もう一度外の2人を見て、そこまで思われる美樹ちゃんを、やっぱり羨ましいと思う。


「さ、俺達も移動しようか」


そう言って、私の分のトレイも持ってごみ箱に捨ててくれる作業が早すぎて、何も出来なくて、とりあえずお礼だけ言っといた。


それから須賀くんがシャープペンの芯が買いたいからと言って文房具屋さんに行き、芯と赤ペンと青ペンを買い、本屋さんに移動して新作のマンガを買って、あ、そこでは私も愛読雑誌の今月号を買った。

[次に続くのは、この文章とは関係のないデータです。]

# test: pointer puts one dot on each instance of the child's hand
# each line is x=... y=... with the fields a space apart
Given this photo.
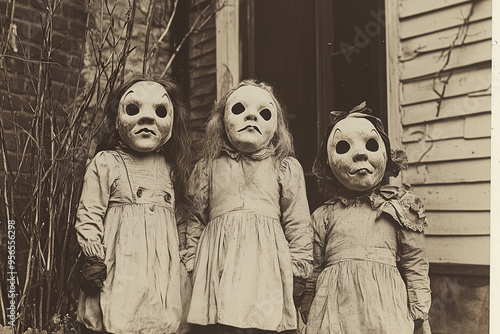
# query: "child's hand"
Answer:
x=422 y=327
x=299 y=290
x=92 y=276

そしてこの前行かなかった雑貨屋さんに行っていいって言ってくれたから、遠慮なく行かせてもらって、私も新しいペンと、クローゼットに入れる匂い袋を買った。


・・・はい。

だいぶ時間もたって、あちこち買い物もしたんだけど。

私、須賀くんに一円も使ってないのです。

あれ?お礼って、何を強請られるのでしょうか?


「須賀くん・・・」


「ん?」


「あの、今日はお礼をしに来たんだよね?」


「そうだよ」


「私、何も買ってあげてないよ?あ、もしかしてケーキとか?だったらこの一階にお菓子屋さんがいっぱい入ってるからそこに行こうか?」


「いや、いいよ」


「じゃあ何を・・・」


「これ」


「ん?何?」


「買い物付き合ってくれたのがお礼」

 

「え・・・?こんなんでいいの?」


「そ。こんなんでいいの」


「何か悪いよ・・・」


「そう?じゃあまた付き合ってよ」


なんですと!?

これって、お礼じゃなくて、私のご褒美になるんですけど!


だって、やっぱり、これって、おデート・・・!




この日はこの後疲れたからってアイスを食べて、結局夕方まで一緒にいた。


贅沢な半日だった・・・。


試験疲れですぐに眠れると思ったけど、興奮してなかなか眠くならなかった。